Unstable superheavy relic particles as a source of neutrinos responsible for the ultrahigh-energy cosmic rays
Graciela Gelmini, Alexander Kusenko

TL;DR
This paper proposes that decays of superheavy relic particles produce high-energy neutrinos, which through annihilation could explain ultrahigh-energy cosmic rays beyond the GZK cutoff, aligning with existing neutrino and cosmic ray data.
Contribution
It introduces a novel scenario where superheavy relic particles generate neutrinos responsible for ultrahigh-energy cosmic rays, consistent with neutrino mass observations and without requiring neutrino clustering.
Findings
Predicts no directional correlation with the galactic halo.
Suggests correlations reflect matter distribution at specific redshift.
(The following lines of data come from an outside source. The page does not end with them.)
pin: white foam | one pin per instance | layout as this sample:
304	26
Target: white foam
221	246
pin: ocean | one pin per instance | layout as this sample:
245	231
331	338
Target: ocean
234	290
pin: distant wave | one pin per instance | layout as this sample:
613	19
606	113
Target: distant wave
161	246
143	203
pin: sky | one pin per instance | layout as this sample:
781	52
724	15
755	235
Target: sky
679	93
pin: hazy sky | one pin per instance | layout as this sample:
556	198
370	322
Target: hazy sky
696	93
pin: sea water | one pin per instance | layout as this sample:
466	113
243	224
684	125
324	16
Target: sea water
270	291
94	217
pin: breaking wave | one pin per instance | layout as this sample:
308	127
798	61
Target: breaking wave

Aligns with Super-Kamiokande neutrino mass data.
Abstract
Decays of superheavy relic particles may produce extremely energetic neutrinos. Their annihilations on the relic neutrinos can be the origin of the cosmic rays with energies beyond the Greisen-Zatsepin-Kuzmin cutoff. The red shift acts as a cosmological filter selecting the sources at some particular value z_e, for which the present neutrino energy is close to the Z pole of the annihilation cross section. We predict no directional correlation of the ultrahigh-energy cosmic rays with the galactic halo. At the same time, there can be some directional correlations in the data, reflecting the distribution of matter at red shift z=z_e. Both of these features are manifest in the existing data. Our scenario is consistent with the neutrino mass reported by Super-Kamiokande and requires no lepton asymmetry or clustering of the background neutrinos.